Re: md RAID5: Disk wrongly marked "spare", need to force re-add it

Oliver Schinagl <oliver+list@xxxxxxxxxxx> · Sat, 20 Apr 2013 15:44:20 +0200

On 04/18/13 16:38, Robin Hill wrote:
On Thu Apr 18, 2013 at 03:17:15PM +0200, Ben Bucksch wrote:

To re-summarize (for full info, see first post of thread):
* There are 2 RAID5 arrays in the machine, each have 8 disks.
* I upgraded Ubuntu 10.04 to 12.04.
* After reboot, both arrays had each ejected one disk.
    The ejected disks are working fine (at least now).
* During the resync mandated by above ejection,
     one other drive failed, this one fatally with a real hardware failure.
* The second array resynced fine, further proving that the
     disks ejected during upgrade were working.
* Now I am left with: originally 8-disk RAID5, 6 disks are healthy,
    1 disk with hardware failure, and 1 disk that was ejected, but is
working.
* The latter is currently marked "spare" by md and has an event count
    (only) 2 events lower than the other 6 disks.
* My task is to get the latter disk back online *with* its data, without
resync.

I desperately need help, please.

Based on suggestions here by Oliver and on forums, I did (and the result
is):

# mdadm --stop /dev/md0
mdadm: stopped /dev/md0
# mdadm --assemble --run --force /dev/md0 /dev/sd[jlmnopq]
mdadm: failed to RUN_ARRAY /dev/md0: Input/output error
mdadm: Not enough devices to start the array.
# cat /proc/mdstat
md0 : inactive sdj[0] sdq[7] sdn[6] sdp[5] sdo[4] sdm[3]
       5860574976 blocks
(Note that sdl is not even listed)
# mdadm --re-add /dev/md0 /dev/sdl
mdadm: re-added /dev/sdl
# cat /proc/mdstat
md0 : inactive sdl[8](S) sdj[0] sdq[7] sdn[6] sdp[5] sdo[4] sdm[3]
       6837337472 blocks

That won't work here as sdl was being rebuilt at the time of the
failure. md therefore 'knows' that it doesn't have the correct data on
and can't be used to assemble the array (I think the array position of
the disk is only written to the metadata when recovery completes).
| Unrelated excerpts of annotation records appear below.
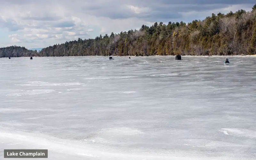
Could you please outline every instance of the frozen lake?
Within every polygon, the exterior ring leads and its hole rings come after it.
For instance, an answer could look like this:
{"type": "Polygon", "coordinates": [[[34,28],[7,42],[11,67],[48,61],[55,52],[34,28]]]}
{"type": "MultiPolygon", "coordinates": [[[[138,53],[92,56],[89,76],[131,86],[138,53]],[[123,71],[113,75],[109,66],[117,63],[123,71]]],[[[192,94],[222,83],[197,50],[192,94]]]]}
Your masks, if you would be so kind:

Now, sdl is listed, but as spare. I need it to be treated not as
spare, but as good drive with correct data (well, almost, 2 events off
only). How do I do that?

I can see two options here:

- Image the known faulty disk to a new one and then use that to force
   assemble the array (with the possibility of some data loss, depending
   on how much can be read from the faulty disk).
IF you have an extra spare disk, this probably is the best idea then. 
The event count might not even be off at all.

Use ddrescue though, check the options and possibilities, going start -> 
end and end -> start Let is try very often. You get the idea.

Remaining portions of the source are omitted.